At last—the story that everyone’s talking about.

In the Globe, Beth Healy reports on how Larry Summers ignored repeated warnings about the risks of investing operating funds and Harvard wound up losing $1.8 billion at least partly as a result.

Through the first half of this decade, [Jack] Meyer repeatedly warned Summers and other Harvard officials that the school was being too aggressive with billions of dollars in cash, according to people present for the discussions, investing almost all of it with the endowment’s risky mix of stocks, bonds, hedge funds, and private equity. Meyer’s successor, Mohamed El-Erian, would later sound the same warnings to Summers, and to Harvard financial staff and board members.

Some key points:

* James Rothenberg speaks to Healy and says, “We all can look back now and say we wish we did something different.”

Drew Faust is quiet as a dormouse.

Rothenberg apparently felt defensive enough to inform the reporter that he had come to Harvard 65 times in the last six years. He does not say, however, whether the number of days he spent at Harvard was greater or fewer than 65.
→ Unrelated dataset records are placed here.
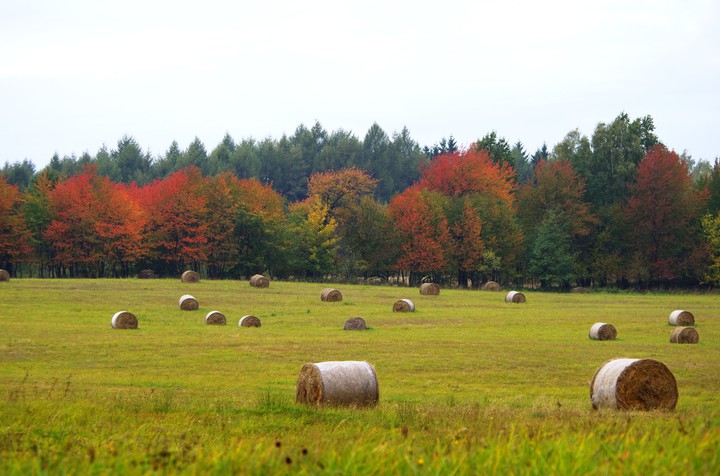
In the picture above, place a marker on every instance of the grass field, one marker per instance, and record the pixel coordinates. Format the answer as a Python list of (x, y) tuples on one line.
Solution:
[(468, 383)]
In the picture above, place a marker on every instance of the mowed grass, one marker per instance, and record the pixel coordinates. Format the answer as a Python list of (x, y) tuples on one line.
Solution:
[(468, 383)]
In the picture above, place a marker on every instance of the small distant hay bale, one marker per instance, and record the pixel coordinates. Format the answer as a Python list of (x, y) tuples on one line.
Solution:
[(124, 320), (330, 295), (259, 281), (188, 303), (347, 383), (684, 335), (602, 331), (404, 305), (634, 384), (491, 286), (681, 318), (215, 318), (190, 276), (515, 296), (430, 289), (249, 321), (355, 324)]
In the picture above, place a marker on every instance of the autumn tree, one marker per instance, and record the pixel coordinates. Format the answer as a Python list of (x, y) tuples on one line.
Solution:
[(664, 210), (14, 233), (96, 227), (176, 229), (418, 217)]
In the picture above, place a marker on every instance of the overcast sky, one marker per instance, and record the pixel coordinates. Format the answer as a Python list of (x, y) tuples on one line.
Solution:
[(77, 74)]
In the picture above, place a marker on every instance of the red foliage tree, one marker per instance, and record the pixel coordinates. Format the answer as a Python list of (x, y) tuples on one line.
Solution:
[(176, 211), (664, 211), (422, 228), (14, 233), (96, 227)]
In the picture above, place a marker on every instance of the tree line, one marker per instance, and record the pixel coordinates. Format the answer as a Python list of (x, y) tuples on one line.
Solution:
[(614, 209)]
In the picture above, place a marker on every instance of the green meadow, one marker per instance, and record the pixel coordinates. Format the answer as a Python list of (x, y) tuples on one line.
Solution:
[(469, 384)]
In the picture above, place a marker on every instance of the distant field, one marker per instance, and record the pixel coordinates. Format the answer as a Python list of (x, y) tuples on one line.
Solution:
[(468, 383)]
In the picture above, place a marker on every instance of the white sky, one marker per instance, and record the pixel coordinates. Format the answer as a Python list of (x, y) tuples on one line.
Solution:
[(77, 74)]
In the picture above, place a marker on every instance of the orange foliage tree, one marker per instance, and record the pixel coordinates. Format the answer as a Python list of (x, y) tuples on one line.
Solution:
[(96, 228), (14, 234)]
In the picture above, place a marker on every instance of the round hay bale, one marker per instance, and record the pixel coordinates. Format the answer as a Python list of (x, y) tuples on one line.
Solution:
[(404, 305), (429, 289), (259, 281), (602, 331), (681, 318), (684, 335), (330, 295), (190, 276), (338, 383), (215, 318), (491, 286), (188, 303), (515, 296), (249, 321), (124, 320), (634, 384), (355, 324)]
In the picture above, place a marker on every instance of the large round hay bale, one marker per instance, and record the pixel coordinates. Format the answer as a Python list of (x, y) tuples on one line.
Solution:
[(259, 281), (190, 276), (515, 296), (634, 384), (404, 305), (215, 318), (355, 324), (491, 286), (429, 289), (684, 335), (188, 303), (330, 295), (681, 318), (338, 383), (124, 320), (249, 321), (602, 331)]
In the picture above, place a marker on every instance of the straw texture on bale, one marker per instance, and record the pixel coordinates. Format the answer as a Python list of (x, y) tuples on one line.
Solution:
[(190, 276), (355, 324), (124, 320), (634, 384), (430, 289), (348, 383), (330, 295), (603, 331), (188, 303), (684, 335), (215, 318), (681, 318), (515, 296), (491, 286), (259, 281), (404, 305), (249, 321)]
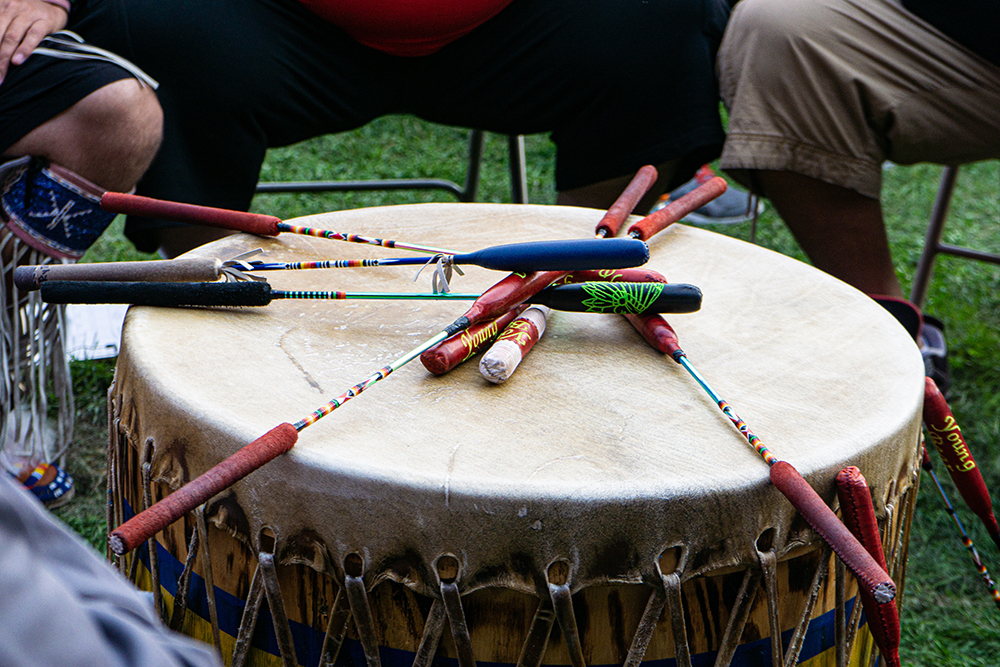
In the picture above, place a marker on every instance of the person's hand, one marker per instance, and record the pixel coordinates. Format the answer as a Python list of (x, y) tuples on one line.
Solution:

* Things could have been worse. Summers pushed to invest 100 percent of Harvard’s cash with the endowment and had to be argued down to 80 percent, financial executives say.

* Summers’ defense, articulated by “a friend of his who is familiar with Harvard’s finances ” (lifelong Summers’ apologist Bob Rubin?): Don’t blame me, if I were still there, I would have pulled Harvard’s money from the markets.

Though Summers is speaking to every Washington journalist who wants to puff him up like a balloon at a kids’ birthday party, he would not speak to Healy.

* Turnover —Summers, Mohamed El-Erian, Ann Berman—didn’t help.

* During his year-long stint as substitute president, Derek Bok was understandably clueless about financial issues. “I concentrated on academic issues,’’ he said.

* Harry Lewis reiterates his argument that the Corporation is the real problem here: “The power is just in the hands of too few people with too little accountability.’’

* The overseers are, as per usual, clueless. I don’t mean to be mean, but really…someone in that group needs to grow a pair. What a bunch of invertebrates.

It seems fair to say that while there is some blame to spread around, the bulk of Harvard’s financial disaster can be laid squarely at the feet of Larry Summers.

Good thing he’s not running our national economic policy or anything.